Uzunca bir süredir içimde büyüyen bir dışavurum isteği taşıyorum. İlla ki anlamlı olacak şekilde de değil. Yaşadıklarımı yazmak, aklıma gelenleri karalamak, bazen de gördüklerimi paylaşmak istiyorum. Sanırım istediğim şey görüntülenme isteğinden öte bir “görüntülenebilme” isteği.
“duvarları yık ve kendine yeni bir açıdan bak“
ทะลายกำแพง มองตัวเองในมุมที่แตกต่าง
Her şeyin giderek artan bir hızda “yapay” zekalaştığı bir dünyada özgün şeylere ne kadar hasret kaldığımı herhalde yaz yaz anlatamam. Şu aralar pek dilimden de düşmüyor zaten. Bu nedenle geçen seneden beri defterim ve kamerama sarılarak yaşıyorum. Birini kalemim diğerini de pencerem yaptım. Bu yazıyı da modern zamana açtığım savaş ilanının manifestosu olarak düşünebilirsiniz (tabi manifesto biraz fazla güçlü kaçabilir… beyannamesi desek?).
Bir yazarın amacı, medeniyetin kendi kendini yok etmesini önlemektir.
Özgün “şey”lerin insana empatiyi ve müşterek insanlığı hatırlattığını düşünüyorum. Özgünlük tanımımı ise sıfatlar üzerinden yapmayı sevmiyorum. Özünde kovaladığım şey “kendi” olan şeyler – benzersiz ya da sıra dışı olan değil. “Özgün” kelimesinin etimolojisi de bu değil mi zaten: “-öz ” (çekirdek, iç) ve “-gün” (sahip olan) → kendi özüne sahip olan. Medeniyetin kendi kendisini yok etmesini önlüyor muyum bilmem ama modern dünyanın beni yok etmesini ancak kendimi dışa vurarak engelleyebiliyorum. Belki de Camus “medeniyet” derken bunu kastetmiştir.

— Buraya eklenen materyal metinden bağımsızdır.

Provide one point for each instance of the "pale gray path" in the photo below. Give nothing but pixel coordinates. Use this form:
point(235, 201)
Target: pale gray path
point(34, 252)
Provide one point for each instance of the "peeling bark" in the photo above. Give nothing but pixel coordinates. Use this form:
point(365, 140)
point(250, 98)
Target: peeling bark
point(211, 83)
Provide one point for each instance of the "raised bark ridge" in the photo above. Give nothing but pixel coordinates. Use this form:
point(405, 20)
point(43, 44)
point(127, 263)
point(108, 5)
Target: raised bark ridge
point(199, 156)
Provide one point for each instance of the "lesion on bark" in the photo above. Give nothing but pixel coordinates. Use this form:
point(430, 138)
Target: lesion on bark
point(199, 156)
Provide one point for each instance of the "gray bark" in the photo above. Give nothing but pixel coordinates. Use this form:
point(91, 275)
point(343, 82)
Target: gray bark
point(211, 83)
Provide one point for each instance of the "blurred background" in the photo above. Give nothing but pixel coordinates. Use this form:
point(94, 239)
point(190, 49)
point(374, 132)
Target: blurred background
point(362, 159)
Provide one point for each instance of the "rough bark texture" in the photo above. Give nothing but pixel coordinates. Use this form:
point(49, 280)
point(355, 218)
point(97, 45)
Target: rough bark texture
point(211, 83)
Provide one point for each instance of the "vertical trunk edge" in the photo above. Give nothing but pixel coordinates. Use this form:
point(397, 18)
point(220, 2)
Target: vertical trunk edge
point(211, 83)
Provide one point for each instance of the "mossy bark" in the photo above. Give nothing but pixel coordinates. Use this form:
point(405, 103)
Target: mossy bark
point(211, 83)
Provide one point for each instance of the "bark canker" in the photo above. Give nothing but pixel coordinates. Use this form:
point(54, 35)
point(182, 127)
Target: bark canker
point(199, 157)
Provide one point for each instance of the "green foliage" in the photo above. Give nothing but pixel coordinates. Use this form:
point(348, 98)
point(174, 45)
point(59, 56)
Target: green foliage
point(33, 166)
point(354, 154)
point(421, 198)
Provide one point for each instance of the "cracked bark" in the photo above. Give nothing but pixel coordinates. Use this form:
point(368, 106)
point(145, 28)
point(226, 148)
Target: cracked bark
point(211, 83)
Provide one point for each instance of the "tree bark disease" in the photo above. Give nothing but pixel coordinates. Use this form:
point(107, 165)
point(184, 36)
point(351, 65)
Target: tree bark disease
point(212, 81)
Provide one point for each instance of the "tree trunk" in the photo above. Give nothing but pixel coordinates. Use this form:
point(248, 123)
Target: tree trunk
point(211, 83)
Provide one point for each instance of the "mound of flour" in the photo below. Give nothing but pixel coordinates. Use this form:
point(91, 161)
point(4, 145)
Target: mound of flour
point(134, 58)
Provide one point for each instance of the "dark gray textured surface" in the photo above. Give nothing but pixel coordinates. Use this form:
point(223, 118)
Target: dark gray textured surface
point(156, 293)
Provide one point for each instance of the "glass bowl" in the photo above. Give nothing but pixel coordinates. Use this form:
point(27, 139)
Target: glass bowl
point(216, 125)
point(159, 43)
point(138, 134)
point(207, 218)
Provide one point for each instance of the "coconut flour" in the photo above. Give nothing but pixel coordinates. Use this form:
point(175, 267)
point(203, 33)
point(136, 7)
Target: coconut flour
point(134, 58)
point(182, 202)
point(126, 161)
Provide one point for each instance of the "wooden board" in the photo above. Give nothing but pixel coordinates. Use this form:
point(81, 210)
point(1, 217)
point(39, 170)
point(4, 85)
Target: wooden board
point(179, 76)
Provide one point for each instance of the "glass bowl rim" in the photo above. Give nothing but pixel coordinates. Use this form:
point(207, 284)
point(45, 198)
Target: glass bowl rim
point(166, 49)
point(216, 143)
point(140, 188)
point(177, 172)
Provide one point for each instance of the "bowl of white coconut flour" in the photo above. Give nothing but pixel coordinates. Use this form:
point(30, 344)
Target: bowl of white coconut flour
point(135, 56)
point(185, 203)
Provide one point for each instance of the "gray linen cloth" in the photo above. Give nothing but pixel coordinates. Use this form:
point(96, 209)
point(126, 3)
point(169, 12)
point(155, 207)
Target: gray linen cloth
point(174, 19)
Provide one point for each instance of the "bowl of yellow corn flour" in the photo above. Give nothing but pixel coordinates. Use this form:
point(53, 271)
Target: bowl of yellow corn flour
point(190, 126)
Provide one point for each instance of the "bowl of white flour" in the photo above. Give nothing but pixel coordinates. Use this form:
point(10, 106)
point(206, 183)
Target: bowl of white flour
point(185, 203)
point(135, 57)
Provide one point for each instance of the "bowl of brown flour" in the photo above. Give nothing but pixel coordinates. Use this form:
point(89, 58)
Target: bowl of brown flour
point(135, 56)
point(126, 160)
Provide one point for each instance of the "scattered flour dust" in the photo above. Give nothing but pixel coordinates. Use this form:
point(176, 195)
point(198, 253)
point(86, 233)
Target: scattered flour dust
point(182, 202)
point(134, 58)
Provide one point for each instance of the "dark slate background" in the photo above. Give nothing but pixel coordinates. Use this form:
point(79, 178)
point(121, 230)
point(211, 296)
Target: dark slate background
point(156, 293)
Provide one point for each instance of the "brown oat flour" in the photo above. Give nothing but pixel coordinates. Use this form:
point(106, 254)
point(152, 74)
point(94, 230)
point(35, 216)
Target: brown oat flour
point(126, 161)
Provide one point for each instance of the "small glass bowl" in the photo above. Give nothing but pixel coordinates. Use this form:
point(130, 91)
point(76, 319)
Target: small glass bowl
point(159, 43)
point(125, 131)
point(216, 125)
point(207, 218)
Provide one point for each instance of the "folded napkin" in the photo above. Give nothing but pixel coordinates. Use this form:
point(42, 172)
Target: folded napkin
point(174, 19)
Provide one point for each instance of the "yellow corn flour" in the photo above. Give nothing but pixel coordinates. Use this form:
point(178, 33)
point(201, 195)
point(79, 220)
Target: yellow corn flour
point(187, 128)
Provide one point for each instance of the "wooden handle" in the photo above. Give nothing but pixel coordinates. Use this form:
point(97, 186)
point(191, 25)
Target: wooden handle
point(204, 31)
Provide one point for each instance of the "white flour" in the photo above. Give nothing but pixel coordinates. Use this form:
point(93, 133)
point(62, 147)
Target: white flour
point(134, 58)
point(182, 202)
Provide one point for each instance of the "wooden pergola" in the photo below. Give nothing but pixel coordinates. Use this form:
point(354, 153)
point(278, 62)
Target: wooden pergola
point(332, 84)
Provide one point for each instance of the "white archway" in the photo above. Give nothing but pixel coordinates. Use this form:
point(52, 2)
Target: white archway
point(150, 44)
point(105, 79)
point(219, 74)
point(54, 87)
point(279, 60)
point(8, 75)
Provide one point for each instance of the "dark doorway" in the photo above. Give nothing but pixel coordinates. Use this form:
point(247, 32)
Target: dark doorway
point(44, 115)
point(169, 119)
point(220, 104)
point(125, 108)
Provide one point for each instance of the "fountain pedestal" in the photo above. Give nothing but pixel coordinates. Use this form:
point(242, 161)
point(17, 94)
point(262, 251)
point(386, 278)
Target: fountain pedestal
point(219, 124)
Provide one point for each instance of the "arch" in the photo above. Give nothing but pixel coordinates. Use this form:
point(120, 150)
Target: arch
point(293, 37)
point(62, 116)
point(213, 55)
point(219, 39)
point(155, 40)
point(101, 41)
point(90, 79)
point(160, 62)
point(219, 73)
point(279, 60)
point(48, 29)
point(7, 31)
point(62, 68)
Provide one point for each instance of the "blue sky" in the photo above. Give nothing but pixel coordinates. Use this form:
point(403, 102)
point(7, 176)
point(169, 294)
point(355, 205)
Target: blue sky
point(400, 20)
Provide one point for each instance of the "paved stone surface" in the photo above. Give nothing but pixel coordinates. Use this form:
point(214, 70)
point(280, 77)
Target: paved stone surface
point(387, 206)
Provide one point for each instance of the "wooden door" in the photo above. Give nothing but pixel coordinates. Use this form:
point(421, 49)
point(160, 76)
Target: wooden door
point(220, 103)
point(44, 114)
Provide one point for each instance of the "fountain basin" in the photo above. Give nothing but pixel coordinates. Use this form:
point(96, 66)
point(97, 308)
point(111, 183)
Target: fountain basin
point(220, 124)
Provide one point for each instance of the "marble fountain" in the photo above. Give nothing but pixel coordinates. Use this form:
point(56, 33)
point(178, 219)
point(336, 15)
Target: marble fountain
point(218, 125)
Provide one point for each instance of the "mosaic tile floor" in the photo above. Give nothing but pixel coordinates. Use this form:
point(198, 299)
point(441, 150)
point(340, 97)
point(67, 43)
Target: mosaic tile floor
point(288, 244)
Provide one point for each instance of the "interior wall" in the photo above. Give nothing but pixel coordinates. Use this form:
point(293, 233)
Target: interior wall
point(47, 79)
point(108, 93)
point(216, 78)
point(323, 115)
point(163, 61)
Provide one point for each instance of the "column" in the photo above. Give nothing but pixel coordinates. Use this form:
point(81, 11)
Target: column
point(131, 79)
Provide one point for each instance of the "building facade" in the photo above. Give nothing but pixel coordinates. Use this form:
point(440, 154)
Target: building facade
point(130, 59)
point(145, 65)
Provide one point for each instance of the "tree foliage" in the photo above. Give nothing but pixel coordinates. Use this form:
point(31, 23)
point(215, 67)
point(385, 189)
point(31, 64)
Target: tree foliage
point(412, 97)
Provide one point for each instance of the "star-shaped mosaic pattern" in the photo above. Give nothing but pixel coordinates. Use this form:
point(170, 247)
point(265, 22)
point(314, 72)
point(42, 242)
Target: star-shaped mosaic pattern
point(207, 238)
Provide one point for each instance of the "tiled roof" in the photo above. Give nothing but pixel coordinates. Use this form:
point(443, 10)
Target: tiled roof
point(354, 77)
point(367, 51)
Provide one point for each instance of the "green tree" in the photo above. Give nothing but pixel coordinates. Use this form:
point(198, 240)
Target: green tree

En nihayetinde kafamdaki bu pencereyi bugün aralayabildiğim için mutluyum. Sevmediğim huylarımdandır – ben genelde bir işi kafamda detaylıca planlar, en iyi nasıl yapılacağına dair pratik yapar; ardından anlık bir şekilde o işi tamamlamış gibi keyif alırım. O iş ise asla tamamlanmaz ve araftaki tamamlanmamış planlar halkasında diğer asteroidlerin arasında sonsuza kadar döner. Sanırsam bu derinlere gömülmüş fikir iki gün önce ben barda otururken yan masanın muhabbetine kulak misafiri olmamla gün yüzüne çıktı. Çocuklardan biri daktilo taklidi yaparak “alıcam böyle bişi’, sabahlara kadar yazıcam abi süper olmaz mı” dediğinde aklımdan geçen ilk düşünce “gerçekten süper olur”oldu. “””düzenle””””Bu anı vesilesi ile de yazımıza dönmüş bulunalım (yazı fikri: “Anıların Süper Güçleri Üzerine”).
Beyannamenin sonlarına doğru gelirken (yok yok… bu da olmadı, not defteri desek?), bu yazıya zaman ayırmış (kuvvetle muhtemel) bir avuç dolusu okuruma kalemime tanıklık ettikleri için teşekkür ediyorum.